The Four C’s of diamonds refer to Carat, Clarity, Color and Cut It’s an established practice to price white diamonds based on the characteristics of those four parameters. The price of COLORed DIAMONDS can also be determined this way. Click on each of the Four C’s for details.


In COLORed DIAMONDS, as in whites, the price increases with size, or carat. However, as the size of the stones increases, the price difference between white and Colored Diamonds of the same clarity increases phenomenally - whites become far more expensive. While small-sized diamonds used as the raw material for color enhancement have a value only slightly lower than similar sized white diamonds, as the color differences are not easily discerned by the naked eye, the larger near-colorless stones are much cheaper because their ‘off-color’ is more clearly visible.

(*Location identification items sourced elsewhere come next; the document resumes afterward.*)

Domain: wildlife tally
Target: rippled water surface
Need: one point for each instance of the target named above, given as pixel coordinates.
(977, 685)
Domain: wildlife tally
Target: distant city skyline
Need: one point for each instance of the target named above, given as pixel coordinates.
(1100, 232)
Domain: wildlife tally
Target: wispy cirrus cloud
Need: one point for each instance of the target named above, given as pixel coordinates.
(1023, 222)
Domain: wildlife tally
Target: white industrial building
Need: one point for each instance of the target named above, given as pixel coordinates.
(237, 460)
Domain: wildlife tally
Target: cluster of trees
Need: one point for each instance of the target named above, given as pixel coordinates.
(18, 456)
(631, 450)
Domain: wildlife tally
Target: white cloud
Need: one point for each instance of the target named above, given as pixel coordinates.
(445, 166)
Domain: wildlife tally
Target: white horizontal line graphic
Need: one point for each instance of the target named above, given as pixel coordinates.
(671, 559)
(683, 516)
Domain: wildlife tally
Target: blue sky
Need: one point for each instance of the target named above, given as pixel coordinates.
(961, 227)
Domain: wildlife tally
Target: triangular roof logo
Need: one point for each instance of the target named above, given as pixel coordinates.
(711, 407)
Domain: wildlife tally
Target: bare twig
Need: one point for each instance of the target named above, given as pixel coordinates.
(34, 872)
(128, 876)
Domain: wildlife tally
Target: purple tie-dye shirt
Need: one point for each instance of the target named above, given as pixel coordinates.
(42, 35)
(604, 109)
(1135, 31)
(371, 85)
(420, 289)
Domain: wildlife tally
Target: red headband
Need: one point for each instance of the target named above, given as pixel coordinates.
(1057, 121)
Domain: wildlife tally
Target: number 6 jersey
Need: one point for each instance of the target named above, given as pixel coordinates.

So this price difference in raw materials is reflected at the retail level as well.


With COLORed DIAMONDS, just as with white diamonds, the higher the clarity of the stone, the higher its price. One important point is that color enhancement will not change the physical nature of inclusions but can heighten the visibility of certain inclusions, and thereby affect prices. For example, a feather in a blue enhanced diamond becomes more easily visible against a background color. Also, black piques in yellow diamonds tend to be more easily visible against the background. What this can mean is that a small feather that merits an I1 grading in a white diamond will result in a lower grading, such as I2, in a blue diamond.


Prices Across Colors –

The reasons for price differences between colors have to do with the price of raw materials and the rate of success in producing the desired color. The reason black colored diamonds are cheaper than others is because they can be made using less expensive, naturally darker stones - and produced consistently in large quantities. On the other hand, pink and purple colored diamonds are more expensive because the success rate for production of these is always low.

Color Purity –

Within each color, price differences continue. Not all blues, for instance, are equal. A pure color, or single hue, will normally command a higher price than a mixture of hues, so a pure blue stone is more expensive than a blue-green one. A golden yellow diamond is more expensive than a greenish yellow.

Ideal Shade –

Every color has an ideal shade, and it differs with each color. With blues, a lighter shade is considered more valuable than a darker one. With yellows, the reverse is true.

Matching Capability –

Sometimes a diamond with an ‘off color’ can be beautiful individually, but if it can’t be matched or reproduced consistently, it will be sold at a considerable price reduction. It’s important that parcels of diamonds be identical in color, minimizing labor costs for matching.


As with white diamonds, the better the cut, the higher the price. However, with COLORed DIAMONDS, price is determined by an additional factor – the labor cost of matching the colors in similar-cut diamonds. Two diamonds might have the same body color when seen through the pavilion, but when seen face-up, if one has a shallower crown angle, it will look darker than the other. Wide variances in proportions across COLORed DIAMONDS will make them harder to match them face-up – incurring a higher cost of labor. This is especially an issue in smaller sizes when a larger number of pieces need to be matched.